Myth #2: The coronavirus will subside by summer
April 18, 2020
Fact: The coronavirus may follow typical annual flu patterns, but it’s possible that it will continue into the summer like the 2009 swine flu pandemic. More laboratory experiments on the survival of SARS-CoV-2 are needed to predict the next few months, but don’t count on any summer plans quite yet.
This myth arose because people believed that the coronavirus would follow the annual pattern of the common cold and flu, which spread more easily in colder months but ease up when the weather warms.
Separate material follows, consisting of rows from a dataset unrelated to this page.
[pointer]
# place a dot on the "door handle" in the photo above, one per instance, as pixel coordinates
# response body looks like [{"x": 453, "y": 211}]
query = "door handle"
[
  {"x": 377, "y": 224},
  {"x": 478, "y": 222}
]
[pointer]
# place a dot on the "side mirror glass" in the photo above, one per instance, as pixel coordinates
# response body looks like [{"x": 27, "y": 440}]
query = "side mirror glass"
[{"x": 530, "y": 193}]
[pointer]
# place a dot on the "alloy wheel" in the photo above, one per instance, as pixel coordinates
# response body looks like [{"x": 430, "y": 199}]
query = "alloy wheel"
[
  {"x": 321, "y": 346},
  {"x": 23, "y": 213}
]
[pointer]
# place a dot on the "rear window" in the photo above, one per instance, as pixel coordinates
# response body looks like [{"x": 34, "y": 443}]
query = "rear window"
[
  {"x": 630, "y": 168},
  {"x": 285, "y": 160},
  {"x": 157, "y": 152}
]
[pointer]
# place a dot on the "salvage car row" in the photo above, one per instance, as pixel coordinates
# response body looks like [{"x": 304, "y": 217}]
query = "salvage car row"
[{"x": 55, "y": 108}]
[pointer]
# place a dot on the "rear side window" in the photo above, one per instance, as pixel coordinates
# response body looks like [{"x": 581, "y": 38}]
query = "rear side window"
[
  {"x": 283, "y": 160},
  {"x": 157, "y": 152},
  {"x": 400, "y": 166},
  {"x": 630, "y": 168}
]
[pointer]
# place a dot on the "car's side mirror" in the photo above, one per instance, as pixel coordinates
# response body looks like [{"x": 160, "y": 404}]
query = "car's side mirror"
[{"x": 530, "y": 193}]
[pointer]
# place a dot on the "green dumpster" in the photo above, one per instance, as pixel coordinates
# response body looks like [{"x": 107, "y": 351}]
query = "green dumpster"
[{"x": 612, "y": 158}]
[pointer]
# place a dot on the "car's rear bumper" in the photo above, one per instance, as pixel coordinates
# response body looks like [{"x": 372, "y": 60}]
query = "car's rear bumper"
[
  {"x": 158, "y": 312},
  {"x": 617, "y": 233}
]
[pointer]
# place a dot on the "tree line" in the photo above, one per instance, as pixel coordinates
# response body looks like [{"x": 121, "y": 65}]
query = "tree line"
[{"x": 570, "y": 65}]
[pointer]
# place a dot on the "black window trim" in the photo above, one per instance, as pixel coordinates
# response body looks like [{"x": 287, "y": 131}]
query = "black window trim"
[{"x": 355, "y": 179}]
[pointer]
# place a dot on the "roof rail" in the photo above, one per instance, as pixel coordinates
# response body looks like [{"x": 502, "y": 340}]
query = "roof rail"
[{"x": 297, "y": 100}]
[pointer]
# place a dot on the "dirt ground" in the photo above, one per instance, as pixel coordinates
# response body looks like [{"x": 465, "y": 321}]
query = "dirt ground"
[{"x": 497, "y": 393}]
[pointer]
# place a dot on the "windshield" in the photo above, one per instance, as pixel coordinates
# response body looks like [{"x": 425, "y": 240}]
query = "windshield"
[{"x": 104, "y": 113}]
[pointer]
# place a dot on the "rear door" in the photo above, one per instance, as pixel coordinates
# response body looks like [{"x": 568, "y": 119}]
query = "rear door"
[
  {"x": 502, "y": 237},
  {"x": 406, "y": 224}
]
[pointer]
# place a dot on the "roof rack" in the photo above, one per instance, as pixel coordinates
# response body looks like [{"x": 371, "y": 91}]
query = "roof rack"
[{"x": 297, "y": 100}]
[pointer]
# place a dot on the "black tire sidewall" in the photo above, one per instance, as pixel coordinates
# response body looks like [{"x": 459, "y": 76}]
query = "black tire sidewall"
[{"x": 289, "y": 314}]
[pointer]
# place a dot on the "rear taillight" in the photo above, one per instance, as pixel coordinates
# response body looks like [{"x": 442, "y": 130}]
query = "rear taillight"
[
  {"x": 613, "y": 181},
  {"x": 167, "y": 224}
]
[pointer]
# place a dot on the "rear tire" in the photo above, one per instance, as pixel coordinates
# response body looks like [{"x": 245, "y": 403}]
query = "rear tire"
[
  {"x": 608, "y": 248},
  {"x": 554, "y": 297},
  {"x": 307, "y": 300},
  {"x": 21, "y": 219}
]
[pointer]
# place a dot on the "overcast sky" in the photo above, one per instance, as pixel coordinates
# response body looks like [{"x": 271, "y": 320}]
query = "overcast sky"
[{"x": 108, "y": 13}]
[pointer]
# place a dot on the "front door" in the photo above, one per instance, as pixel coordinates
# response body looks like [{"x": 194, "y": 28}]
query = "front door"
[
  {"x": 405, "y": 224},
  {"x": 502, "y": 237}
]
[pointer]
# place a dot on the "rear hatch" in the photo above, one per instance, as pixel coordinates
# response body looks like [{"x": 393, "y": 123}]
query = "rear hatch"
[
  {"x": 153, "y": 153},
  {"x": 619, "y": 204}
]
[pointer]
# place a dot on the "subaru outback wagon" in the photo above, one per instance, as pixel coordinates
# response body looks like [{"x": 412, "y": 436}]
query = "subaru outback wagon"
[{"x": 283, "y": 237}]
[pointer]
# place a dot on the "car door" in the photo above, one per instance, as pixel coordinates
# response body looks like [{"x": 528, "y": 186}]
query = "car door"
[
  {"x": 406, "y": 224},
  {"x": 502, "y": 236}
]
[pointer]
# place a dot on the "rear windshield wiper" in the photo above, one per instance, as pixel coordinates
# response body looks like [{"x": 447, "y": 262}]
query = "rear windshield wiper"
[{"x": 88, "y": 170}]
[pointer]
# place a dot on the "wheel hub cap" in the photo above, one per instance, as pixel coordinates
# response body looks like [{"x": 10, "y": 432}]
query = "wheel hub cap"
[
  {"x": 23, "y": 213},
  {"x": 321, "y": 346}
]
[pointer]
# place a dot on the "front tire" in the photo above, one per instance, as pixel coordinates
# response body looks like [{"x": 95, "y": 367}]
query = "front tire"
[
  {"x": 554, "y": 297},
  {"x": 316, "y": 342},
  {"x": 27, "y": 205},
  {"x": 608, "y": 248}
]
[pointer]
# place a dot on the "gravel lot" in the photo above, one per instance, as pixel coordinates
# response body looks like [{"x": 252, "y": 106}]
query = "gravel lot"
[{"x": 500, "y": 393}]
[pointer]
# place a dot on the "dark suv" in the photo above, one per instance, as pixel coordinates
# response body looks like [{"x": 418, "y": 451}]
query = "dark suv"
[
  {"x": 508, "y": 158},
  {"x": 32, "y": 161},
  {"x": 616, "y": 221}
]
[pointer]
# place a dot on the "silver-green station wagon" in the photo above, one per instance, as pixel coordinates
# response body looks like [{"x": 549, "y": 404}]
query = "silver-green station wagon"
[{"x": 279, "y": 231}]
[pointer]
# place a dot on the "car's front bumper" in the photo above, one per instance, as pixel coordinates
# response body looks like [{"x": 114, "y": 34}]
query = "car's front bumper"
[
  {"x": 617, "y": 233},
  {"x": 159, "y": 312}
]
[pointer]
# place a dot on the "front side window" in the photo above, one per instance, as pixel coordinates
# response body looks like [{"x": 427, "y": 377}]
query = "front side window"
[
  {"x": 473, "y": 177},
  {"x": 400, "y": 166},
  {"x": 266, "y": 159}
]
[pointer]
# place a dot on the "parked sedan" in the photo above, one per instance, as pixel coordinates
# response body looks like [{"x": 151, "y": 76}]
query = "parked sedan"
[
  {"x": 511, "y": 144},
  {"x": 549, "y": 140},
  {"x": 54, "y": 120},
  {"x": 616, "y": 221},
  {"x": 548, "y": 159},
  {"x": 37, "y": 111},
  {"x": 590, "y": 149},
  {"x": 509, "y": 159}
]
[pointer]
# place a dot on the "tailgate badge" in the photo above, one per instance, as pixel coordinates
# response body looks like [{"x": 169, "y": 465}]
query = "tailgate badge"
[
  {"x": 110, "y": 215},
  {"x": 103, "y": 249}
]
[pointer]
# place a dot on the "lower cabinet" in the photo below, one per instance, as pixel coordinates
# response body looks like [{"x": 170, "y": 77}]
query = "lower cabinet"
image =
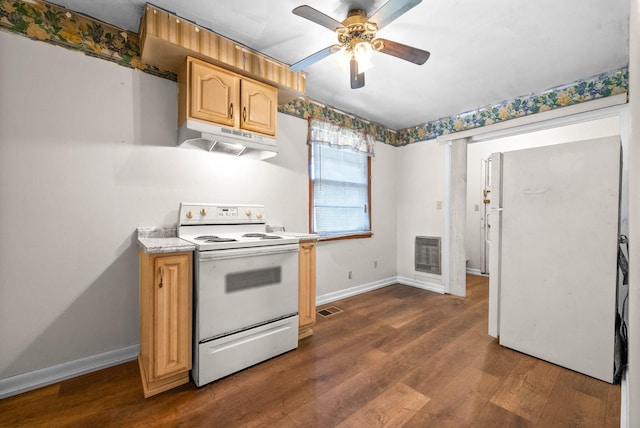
[
  {"x": 165, "y": 320},
  {"x": 307, "y": 288}
]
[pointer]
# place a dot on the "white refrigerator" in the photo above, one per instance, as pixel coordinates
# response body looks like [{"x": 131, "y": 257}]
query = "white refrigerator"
[{"x": 553, "y": 260}]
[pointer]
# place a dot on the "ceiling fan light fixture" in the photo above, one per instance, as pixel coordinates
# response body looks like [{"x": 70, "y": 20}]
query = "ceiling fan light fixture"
[
  {"x": 342, "y": 58},
  {"x": 362, "y": 52}
]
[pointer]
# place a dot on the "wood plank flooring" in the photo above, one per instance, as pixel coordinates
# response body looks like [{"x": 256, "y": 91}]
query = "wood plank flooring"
[{"x": 394, "y": 357}]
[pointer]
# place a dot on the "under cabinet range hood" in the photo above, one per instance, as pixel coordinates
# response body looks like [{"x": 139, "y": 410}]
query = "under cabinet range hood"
[{"x": 214, "y": 138}]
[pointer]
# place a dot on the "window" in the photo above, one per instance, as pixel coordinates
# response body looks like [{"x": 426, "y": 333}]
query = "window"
[{"x": 340, "y": 181}]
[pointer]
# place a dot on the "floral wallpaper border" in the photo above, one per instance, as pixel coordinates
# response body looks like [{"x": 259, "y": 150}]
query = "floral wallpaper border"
[
  {"x": 602, "y": 85},
  {"x": 53, "y": 24}
]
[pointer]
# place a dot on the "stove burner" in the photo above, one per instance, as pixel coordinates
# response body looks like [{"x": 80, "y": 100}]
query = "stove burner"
[
  {"x": 218, "y": 239},
  {"x": 254, "y": 235}
]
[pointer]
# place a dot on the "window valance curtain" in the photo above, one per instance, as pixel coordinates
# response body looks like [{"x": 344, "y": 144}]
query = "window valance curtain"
[{"x": 321, "y": 132}]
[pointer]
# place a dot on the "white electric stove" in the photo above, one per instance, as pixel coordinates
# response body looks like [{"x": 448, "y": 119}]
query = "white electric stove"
[{"x": 245, "y": 288}]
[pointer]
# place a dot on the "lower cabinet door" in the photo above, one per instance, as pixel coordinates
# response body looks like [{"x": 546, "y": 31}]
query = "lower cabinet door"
[{"x": 172, "y": 321}]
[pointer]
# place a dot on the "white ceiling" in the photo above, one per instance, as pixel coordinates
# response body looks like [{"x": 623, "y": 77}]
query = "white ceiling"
[{"x": 482, "y": 51}]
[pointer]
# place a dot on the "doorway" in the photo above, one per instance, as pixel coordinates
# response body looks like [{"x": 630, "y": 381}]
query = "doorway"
[{"x": 478, "y": 216}]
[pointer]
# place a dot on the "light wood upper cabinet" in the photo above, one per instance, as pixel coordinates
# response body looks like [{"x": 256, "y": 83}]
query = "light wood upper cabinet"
[
  {"x": 165, "y": 320},
  {"x": 212, "y": 94},
  {"x": 306, "y": 288},
  {"x": 259, "y": 107}
]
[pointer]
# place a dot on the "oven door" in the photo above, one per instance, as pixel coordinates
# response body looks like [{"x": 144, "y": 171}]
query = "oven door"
[{"x": 237, "y": 289}]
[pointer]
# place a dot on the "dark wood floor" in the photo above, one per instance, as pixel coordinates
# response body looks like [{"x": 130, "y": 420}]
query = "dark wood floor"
[{"x": 397, "y": 356}]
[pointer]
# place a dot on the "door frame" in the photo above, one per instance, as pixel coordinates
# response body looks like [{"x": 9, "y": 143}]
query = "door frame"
[{"x": 455, "y": 161}]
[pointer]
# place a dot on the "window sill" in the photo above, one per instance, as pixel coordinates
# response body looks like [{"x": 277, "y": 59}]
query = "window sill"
[{"x": 346, "y": 236}]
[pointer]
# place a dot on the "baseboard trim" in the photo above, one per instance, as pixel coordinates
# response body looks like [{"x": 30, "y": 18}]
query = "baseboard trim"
[
  {"x": 18, "y": 384},
  {"x": 429, "y": 286},
  {"x": 343, "y": 294},
  {"x": 624, "y": 399},
  {"x": 473, "y": 271}
]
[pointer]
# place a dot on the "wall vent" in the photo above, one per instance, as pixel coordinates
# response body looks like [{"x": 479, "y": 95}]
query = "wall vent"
[{"x": 428, "y": 254}]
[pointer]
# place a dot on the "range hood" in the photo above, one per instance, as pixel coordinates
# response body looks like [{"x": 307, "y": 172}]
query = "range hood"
[{"x": 215, "y": 138}]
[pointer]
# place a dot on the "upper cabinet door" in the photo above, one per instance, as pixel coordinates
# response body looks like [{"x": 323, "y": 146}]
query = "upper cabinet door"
[
  {"x": 214, "y": 95},
  {"x": 259, "y": 107}
]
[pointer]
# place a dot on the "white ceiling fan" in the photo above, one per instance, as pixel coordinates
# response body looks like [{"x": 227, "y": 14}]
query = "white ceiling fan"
[{"x": 357, "y": 37}]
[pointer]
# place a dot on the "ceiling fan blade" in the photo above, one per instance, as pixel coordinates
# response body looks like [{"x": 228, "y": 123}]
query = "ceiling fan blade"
[
  {"x": 313, "y": 58},
  {"x": 357, "y": 79},
  {"x": 408, "y": 53},
  {"x": 392, "y": 10},
  {"x": 318, "y": 17}
]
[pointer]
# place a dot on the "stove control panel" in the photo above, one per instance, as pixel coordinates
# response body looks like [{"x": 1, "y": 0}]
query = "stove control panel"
[{"x": 203, "y": 213}]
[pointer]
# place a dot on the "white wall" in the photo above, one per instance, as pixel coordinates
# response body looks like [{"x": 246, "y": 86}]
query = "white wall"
[
  {"x": 631, "y": 410},
  {"x": 421, "y": 174},
  {"x": 477, "y": 151},
  {"x": 87, "y": 155}
]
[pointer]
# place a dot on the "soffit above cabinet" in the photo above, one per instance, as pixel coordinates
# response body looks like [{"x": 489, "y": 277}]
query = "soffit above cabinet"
[{"x": 166, "y": 40}]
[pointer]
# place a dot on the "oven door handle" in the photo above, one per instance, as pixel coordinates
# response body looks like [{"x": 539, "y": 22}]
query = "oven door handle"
[{"x": 247, "y": 252}]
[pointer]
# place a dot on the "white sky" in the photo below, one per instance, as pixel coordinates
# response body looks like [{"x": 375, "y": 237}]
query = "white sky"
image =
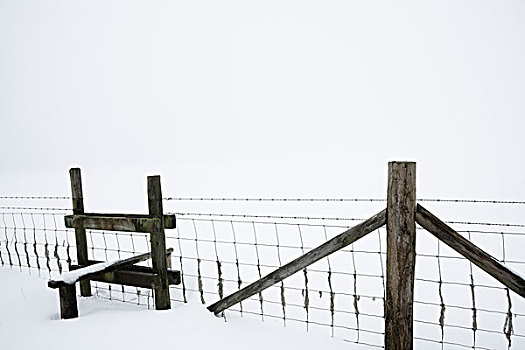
[{"x": 282, "y": 98}]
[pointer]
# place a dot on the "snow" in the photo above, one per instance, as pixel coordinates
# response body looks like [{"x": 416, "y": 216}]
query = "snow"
[
  {"x": 73, "y": 276},
  {"x": 30, "y": 308}
]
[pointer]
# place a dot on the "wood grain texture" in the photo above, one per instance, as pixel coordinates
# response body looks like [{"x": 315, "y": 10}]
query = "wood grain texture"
[
  {"x": 344, "y": 239},
  {"x": 401, "y": 255},
  {"x": 106, "y": 223},
  {"x": 133, "y": 276},
  {"x": 80, "y": 233},
  {"x": 158, "y": 245},
  {"x": 477, "y": 256},
  {"x": 68, "y": 301},
  {"x": 116, "y": 265}
]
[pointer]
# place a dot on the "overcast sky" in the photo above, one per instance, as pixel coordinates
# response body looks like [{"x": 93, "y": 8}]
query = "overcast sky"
[{"x": 282, "y": 98}]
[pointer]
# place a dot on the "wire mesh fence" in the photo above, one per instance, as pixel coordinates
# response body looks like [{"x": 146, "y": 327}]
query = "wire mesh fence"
[{"x": 222, "y": 249}]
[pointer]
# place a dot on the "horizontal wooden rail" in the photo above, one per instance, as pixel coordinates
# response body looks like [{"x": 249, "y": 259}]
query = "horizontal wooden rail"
[
  {"x": 119, "y": 222},
  {"x": 88, "y": 272},
  {"x": 344, "y": 239},
  {"x": 464, "y": 247},
  {"x": 134, "y": 276}
]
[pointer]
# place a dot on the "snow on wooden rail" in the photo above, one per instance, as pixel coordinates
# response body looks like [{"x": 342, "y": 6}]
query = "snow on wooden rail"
[{"x": 87, "y": 272}]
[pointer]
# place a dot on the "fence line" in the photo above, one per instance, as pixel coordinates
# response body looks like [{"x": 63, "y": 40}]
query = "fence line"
[{"x": 342, "y": 296}]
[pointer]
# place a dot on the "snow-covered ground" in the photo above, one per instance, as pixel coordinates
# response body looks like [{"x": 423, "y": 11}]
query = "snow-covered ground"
[{"x": 30, "y": 320}]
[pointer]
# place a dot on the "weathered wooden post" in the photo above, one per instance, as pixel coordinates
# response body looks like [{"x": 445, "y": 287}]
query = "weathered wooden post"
[
  {"x": 401, "y": 255},
  {"x": 158, "y": 245},
  {"x": 80, "y": 233},
  {"x": 68, "y": 301}
]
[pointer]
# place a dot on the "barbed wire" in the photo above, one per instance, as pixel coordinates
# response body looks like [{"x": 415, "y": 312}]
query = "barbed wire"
[
  {"x": 36, "y": 197},
  {"x": 251, "y": 216},
  {"x": 34, "y": 208},
  {"x": 240, "y": 199}
]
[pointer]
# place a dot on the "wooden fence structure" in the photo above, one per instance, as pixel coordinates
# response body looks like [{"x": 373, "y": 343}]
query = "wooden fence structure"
[
  {"x": 121, "y": 271},
  {"x": 400, "y": 218},
  {"x": 32, "y": 238}
]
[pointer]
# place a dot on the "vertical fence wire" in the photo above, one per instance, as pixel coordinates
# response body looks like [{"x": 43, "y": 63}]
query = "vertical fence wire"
[{"x": 34, "y": 239}]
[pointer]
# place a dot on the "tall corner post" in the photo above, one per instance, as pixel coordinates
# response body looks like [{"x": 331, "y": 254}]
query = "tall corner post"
[
  {"x": 80, "y": 233},
  {"x": 158, "y": 245},
  {"x": 401, "y": 255}
]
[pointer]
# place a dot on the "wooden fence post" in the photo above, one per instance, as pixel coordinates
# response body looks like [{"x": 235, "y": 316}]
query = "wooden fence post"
[
  {"x": 158, "y": 245},
  {"x": 80, "y": 233},
  {"x": 401, "y": 255}
]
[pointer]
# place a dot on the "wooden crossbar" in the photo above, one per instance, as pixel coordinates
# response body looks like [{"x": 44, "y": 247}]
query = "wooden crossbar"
[
  {"x": 133, "y": 276},
  {"x": 344, "y": 239},
  {"x": 88, "y": 272},
  {"x": 119, "y": 222},
  {"x": 464, "y": 247}
]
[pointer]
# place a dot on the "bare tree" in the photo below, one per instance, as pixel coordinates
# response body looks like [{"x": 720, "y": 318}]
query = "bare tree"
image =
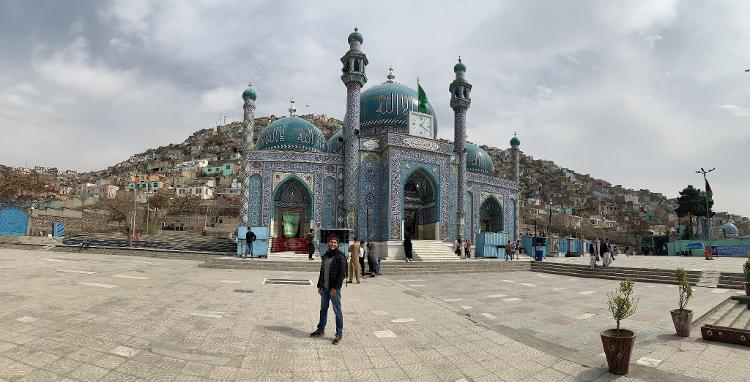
[{"x": 120, "y": 210}]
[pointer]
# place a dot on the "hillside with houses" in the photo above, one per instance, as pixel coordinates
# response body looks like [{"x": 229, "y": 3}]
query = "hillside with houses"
[{"x": 206, "y": 167}]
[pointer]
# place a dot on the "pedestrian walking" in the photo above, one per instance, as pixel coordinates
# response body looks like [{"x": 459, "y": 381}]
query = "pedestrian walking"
[
  {"x": 310, "y": 243},
  {"x": 592, "y": 255},
  {"x": 354, "y": 261},
  {"x": 330, "y": 279},
  {"x": 249, "y": 239},
  {"x": 372, "y": 260},
  {"x": 605, "y": 250},
  {"x": 408, "y": 254},
  {"x": 362, "y": 258}
]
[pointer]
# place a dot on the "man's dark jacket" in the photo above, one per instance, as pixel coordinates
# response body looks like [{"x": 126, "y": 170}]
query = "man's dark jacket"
[
  {"x": 337, "y": 273},
  {"x": 249, "y": 236}
]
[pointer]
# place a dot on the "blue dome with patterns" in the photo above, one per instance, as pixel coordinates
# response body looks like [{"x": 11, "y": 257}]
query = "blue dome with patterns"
[
  {"x": 477, "y": 160},
  {"x": 334, "y": 146},
  {"x": 291, "y": 134},
  {"x": 730, "y": 230}
]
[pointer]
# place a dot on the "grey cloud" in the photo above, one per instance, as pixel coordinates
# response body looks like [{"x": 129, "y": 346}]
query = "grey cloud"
[{"x": 640, "y": 93}]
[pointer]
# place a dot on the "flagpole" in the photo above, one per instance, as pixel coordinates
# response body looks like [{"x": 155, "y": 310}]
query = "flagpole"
[{"x": 708, "y": 212}]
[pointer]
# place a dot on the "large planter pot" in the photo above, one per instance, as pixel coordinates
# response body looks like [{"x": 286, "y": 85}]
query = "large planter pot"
[
  {"x": 682, "y": 319},
  {"x": 618, "y": 348}
]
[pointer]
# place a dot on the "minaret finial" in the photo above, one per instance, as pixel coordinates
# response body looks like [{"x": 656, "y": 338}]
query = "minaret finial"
[{"x": 292, "y": 110}]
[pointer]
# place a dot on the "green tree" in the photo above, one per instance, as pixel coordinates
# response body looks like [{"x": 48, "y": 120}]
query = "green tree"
[{"x": 690, "y": 203}]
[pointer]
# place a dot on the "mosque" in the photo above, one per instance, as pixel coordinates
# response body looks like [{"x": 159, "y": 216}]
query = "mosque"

Many studies by researchers have found that, so far, colder areas have higher rates of SARS-CoV-2; however, there have also been a significant number of cases in tropical areas, such as Guangxi and Singapore.
In an interview with CBS News, director of the Climate and Health Program at Columbia University Jeffrey Shaman says that while the common flu peaks in the winter and goes away in the spring, a pandemic influenza outbreak may extend into the summer, like the 2009 swine flu.
“There is heightened susceptibility in the human population that allows for transmission even as humidity conditions rise,” Shaman explained.
The 2009 swine flu went away in June, but resurged in late August and September as humidity dropped.
“If this novel emergent coronavirus were to follow this pattern, then it would probably continue circulating until May or June, then we’d get a break, and then we might get a second wave of it in September,” Shaman said.